A breve distanza di tempo dall’efferato triplice omicidio di stampo mafioso che si è consumato a Taranto, in cui un pregiudicato in libertà vigliata, la sua compagna e il figlio di pochi anni sono stati crivellati di proiettili in auto per strada senza che nessuno abbia visto nulla, un altro episodio, certamente meno grave ma non meno oscuro, si è consumato nella città pugliese. Il furto sacrilego di una teca settecentesca contenente le reliquie di sant’Egidio, sottratta dalla chiesa di san Pasquale, si è risolto in poche ore con la riconsegna dell’oggetto sacro nelle sicure mani dell’arcivescovo Filippo Santoro. A recuperare il maltolto non sono state le forze dell’ordine, ma una persona che ha voluto rimanere anonima, sconosciuta allo stesso prelato, che ha riportato personalmente l’oggetto di culto in curia. Questa la dichiarazione dell’arcivescovo secondo quanto riferisce il quotidiano locale Taranto Buonasera: «Sono da un lato rammaricato di questo atto oltraggioso verso un oggetto di culto, ma altresì commosso per la nobiltà d’animo della persona che ha voluto consegnare le reliquie del santo tarantino». Seguirà messa di riparazione, quel che serve per mettere la parola fine sopra a questa storiaccia, da celebrare domenica prossima nella chiesa di San Pasquale.
Restano però molti interrogativi. Ad esempio chi è lo sconosciuto che ha ottenuto di farsi ricevere personalmente dall’arcivescovo per restituirgli un corpo di reato e grazie a quali frequentazioni si è procurato in così breve tempo (“da terze persone”) una refurtiva così ingombrante. L’ignoto ricettatore avrà avuto dei validi motivi per non rivolgersi alla polizia e presentarsi invece con il voluminoso reperto direttamente in curia, dove sicuramente non ha dovuto fornire generalità né ampie spiegazioni. Quel che appare inaudito è come l’arcivescovo abbia accettato questo “dono” da parte del misterioso devoto, apparentemente senza esitazioni e senza porsi domande; eppure prima ancora che un atto sacrilego, un peccato emendabile con un gesto di ravvedimento e pentimento, c’era un reato e dei colpevoli da individuare e punire, e c’erano le forze di polizia impegnate nelle indagini.

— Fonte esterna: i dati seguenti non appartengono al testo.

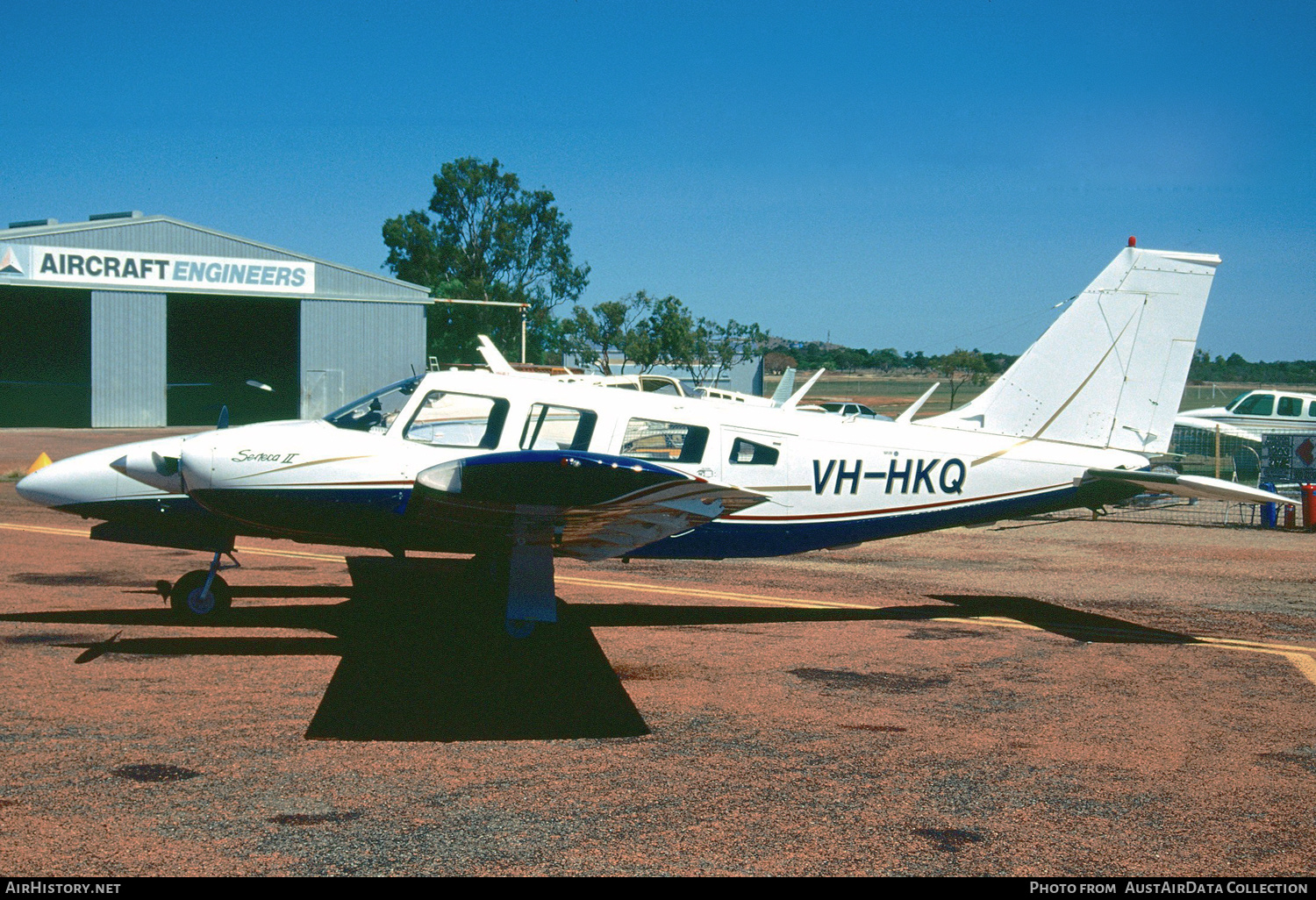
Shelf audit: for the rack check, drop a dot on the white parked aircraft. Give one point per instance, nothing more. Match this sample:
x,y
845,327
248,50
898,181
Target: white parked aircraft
x,y
1255,413
520,468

Taranto è una città moralmente ed economicamente in crisi, in preda alla criminalità organizzata e a una classe politica sotto inchiesta per le collusioni con il grande avvelenatore Ilva. Una città nella quale si deve riaffermare il primato della legalità e della moralità nella vita civile. Ma per fare questo occorrono comportamenti pubblici che siano di esempio, da parte delle Istituzioni ma anche da parte degli uomini di Chiesa che tuttora godono di ampio credito. Per recuperare una reliquia rubata un vescovo non può mostrare approvazione e riconoscenza verso misteriosi personaggi che per devozione, ma senza metterci la faccia, si offrono come riparatori dei torti al posto dello Stato.
Stridono, a tal proposito, le parole pronunciate giusto il 21 marzo dal papa in occasione della XIX Giornata in ricordo delle vittime di mafia: «Il potere, il denaro che voi avete adesso da tanti affari sporchi, da tanti crimini, denaro insanguinato e potere insanguinato, non potrai portarlo all’altra vita. Convertitevi, c’è ancora tempo per non finire nell’inferno, quello che vi aspetta se continuate su questa strada». C’è poco da convertirsi, la criminalità organizzata mostra da sempre enorme devozione e rispetto verso la Chiesa, come dimostra (tra i tanti altri) l’episodio avvenuto in Puglia. Forse Bergoglio, invece di rivolgersi ai mafiosi – sempre in prima fila nelle messe domenicali e pronti a difendere il culto e gli oggetti di cui si serve – farebbe bene a chiedere ai suoi di prendere le distanze per primi da una devozione macchiata di crimine, come quella che ha fatto ricomparire magicamente, per miracolo della fede, la sacra reliquia al suo posto nella chiesa tarantina.